Each of the pixels represents one 29 centimeters, so we can detect the vehicle quite well in the center of the visual field.
We had just finished drilling in a place we call Glasgow. Due to confinement from the pandemic, much more of the vehicle’s operations were conducted with staff working from home .
But after eight years terrestrial -more than three Martian years- and 29 drilled holes, we keep working very good.
The HiRISE image covers a region called the foot of Greenheugh Mountain, part of the slopes of Mount Sharp to where we will be driving slowly over the next three years of an extended mission.
It is in this next phase of the mission that we hope to find a different type of environment than we have seen in previous parts of the mission, with many sulfate minerals.

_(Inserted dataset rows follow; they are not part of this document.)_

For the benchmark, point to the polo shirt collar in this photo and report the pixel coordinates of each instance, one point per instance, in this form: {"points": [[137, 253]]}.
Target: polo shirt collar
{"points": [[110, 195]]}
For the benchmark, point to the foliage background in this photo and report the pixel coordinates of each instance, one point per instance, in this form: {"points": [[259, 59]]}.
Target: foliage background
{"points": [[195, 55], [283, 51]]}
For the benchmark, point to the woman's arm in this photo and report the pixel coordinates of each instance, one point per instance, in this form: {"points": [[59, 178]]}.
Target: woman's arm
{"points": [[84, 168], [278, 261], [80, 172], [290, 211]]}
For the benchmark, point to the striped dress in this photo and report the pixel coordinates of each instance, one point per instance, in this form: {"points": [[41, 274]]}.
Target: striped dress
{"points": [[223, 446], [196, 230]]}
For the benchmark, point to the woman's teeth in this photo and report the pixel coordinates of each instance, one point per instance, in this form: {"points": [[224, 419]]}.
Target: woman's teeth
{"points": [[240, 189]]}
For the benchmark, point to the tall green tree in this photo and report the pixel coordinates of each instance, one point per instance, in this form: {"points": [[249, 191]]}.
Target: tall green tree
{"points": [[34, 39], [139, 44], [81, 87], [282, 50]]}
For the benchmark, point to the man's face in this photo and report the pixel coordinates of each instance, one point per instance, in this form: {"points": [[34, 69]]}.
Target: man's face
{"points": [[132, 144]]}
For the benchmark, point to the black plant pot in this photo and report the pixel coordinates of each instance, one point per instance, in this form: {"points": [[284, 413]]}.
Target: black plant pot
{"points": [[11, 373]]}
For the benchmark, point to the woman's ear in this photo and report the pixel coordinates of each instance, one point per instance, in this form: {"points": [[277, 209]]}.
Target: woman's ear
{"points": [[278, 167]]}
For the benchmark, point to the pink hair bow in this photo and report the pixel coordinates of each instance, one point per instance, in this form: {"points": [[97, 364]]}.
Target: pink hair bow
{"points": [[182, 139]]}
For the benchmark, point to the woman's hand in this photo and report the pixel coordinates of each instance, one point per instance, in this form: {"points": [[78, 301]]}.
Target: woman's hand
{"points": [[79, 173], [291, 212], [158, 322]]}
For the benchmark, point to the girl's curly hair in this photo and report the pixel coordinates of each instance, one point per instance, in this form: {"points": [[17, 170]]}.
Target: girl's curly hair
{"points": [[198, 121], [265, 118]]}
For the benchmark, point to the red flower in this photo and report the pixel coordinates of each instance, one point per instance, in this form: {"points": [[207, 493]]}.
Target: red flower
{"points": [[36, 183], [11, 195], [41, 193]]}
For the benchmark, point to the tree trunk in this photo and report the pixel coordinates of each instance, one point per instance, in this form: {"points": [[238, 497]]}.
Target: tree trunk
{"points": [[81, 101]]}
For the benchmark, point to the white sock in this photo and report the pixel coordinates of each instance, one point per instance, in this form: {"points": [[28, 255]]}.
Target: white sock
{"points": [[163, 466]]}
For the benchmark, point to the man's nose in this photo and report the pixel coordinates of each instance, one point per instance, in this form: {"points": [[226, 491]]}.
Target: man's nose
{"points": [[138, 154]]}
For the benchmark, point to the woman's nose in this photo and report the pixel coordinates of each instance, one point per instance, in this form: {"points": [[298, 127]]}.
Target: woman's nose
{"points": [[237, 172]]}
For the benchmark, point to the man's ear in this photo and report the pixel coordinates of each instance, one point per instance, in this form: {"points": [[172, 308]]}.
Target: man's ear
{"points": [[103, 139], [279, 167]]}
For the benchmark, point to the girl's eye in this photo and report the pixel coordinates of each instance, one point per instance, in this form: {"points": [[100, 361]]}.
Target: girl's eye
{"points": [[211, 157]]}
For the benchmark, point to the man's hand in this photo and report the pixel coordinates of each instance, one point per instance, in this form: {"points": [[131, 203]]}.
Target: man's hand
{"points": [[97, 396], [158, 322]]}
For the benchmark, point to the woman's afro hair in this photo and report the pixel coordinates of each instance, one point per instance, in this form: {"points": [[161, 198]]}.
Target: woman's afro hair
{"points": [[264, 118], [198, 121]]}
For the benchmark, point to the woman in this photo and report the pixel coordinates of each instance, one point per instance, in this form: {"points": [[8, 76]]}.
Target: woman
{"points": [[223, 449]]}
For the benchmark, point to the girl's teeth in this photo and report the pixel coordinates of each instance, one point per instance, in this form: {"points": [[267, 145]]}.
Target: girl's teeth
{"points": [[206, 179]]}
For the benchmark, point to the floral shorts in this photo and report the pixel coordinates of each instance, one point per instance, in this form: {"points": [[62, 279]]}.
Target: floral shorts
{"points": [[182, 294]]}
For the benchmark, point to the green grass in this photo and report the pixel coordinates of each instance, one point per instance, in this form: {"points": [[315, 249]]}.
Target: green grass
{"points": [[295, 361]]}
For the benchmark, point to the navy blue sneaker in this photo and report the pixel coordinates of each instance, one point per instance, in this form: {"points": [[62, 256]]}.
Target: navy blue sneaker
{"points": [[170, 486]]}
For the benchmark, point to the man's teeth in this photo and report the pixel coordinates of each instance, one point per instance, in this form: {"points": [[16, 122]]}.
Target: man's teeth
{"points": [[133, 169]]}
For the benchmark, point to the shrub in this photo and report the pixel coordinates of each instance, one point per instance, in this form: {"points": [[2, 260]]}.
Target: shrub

In today’s climate with no rain, dust accumulates on the surface of Mars. The winds generated by the sun’s rays that heat the ground can form large wind eddies known as vortices.
These are mostly invisible, but when a strong vortex passes over a dusty surface , the particles it lifts reveal their shape.
This animation is made from photos taken over four minutes in the sun 2847 and caught a whirlwind at a distance of one to one and a half kilometers from the vehicle.
The whirlpool is about five meters wide and at least 73 meters.
Curiosity took her most recent selfie Jan l sun 23973 to celebrate the successful drilling of three holes in the rock block in front.
The first two holes were named in honor of Mary Anning, the 19th-century paleontologist whose finds on the cliffs of south-west England contributed to the understanding of prehistoric marine life on Earth.
The material from these two holes was used in two “wet chemistry” experiments, in which it was mixed with liquid chemicals to extract the organic molecules that could be preserved in the rock.
The rocks in this place were formed by sediments washed away by ancient streams and lakes. The humid environment and the presence of organic molecules in various rocks studied by Curiosity suggest that the Mars of old was habitable and capable of sustaining life, if it ever had it.
The third hole was drilled to study the dark nodules visible in the corner of the stem block.
A Martian day, or sun, lasts 24 hours and 39 minutes . Number 3.000 mission sun Curiosity is fulfilled this 12 from January. The robot landed on the planet on August 6, 2012.